Could Interest Rates Be Four Times Higher?

Here’s the scary part. By returning to the “old rules” we could be looking at nominal interest rates 4 times higher than right now, from about 1% to 4%.

Another hike is expected in March which would bring the interest rate up from 1.50% to 1.75%. Are the markets prepared for old policy rules to be implemented again? After all, it’s expected that we could see as many as four rate hikes this year.

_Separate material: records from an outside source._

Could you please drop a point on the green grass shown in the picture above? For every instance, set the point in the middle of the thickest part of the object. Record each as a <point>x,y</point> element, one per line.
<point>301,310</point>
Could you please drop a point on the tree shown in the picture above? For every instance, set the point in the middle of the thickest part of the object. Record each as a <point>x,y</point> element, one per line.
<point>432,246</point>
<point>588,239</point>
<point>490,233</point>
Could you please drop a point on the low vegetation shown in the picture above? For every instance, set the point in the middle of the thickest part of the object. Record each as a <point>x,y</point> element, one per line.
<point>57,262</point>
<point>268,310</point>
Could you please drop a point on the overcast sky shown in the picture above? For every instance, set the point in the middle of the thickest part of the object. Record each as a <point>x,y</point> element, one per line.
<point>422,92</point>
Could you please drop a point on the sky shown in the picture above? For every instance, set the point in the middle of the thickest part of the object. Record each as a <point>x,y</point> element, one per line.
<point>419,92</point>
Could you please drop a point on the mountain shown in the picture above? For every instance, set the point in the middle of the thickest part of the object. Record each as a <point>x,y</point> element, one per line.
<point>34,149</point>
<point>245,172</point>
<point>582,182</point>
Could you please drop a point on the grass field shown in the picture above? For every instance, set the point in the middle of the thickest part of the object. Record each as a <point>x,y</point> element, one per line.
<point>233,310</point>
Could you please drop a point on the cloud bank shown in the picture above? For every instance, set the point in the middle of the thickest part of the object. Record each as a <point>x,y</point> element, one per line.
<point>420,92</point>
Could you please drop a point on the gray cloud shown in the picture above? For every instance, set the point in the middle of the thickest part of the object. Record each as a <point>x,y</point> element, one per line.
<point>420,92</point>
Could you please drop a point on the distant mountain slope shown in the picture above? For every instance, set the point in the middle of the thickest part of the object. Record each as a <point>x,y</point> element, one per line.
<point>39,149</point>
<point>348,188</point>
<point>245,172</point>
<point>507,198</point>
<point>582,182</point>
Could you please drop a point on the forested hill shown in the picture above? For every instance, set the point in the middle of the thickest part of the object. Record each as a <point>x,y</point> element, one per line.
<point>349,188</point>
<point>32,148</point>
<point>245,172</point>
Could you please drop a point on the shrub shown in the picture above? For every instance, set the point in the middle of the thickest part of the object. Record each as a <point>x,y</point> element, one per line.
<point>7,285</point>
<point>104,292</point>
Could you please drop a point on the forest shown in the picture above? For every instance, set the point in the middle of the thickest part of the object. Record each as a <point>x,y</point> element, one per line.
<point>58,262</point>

As the graph below shows, by adopting a data-dependent approach to its decision-making, rates have been kept low, whereas under a rules-based approach they would be much higher.

Forbes Graph

Could We Enter Another Recession?

You shouldn’t take Powell’s words lightly. A return to the old rules is needed to get the economy back on course. However, it would call for drastic measures that could really shake up the markets.

With a rate increase four times higher than expected, the real estate market would likely implode. As sales slowed to a crawl, property prices would plummet and people would struggle to pay back their loans.

We’d see a similar pattern in other markets that rely on debt to sustain their prices. For example, higher interest rates would cause car sales to crater.

Stocks already plunged last month amid fears the Fed would quickly increase its rates in response to inflation. Though they’ve since recovered some of their losses, these fears still loom large. Until now, stock prices have been buoyed by low interest rates. A return to normal rates would cause them to fall sharply.

Whatever reasons the Fed gives for their actions, your wealth hangs in the balance. Precious metals like gold offer the only safe haven as policy makers continue their monetary experiments. With another hike expected in March and stern words from Powell, now isn’t the time for investors to be complacent about protecting their wealth.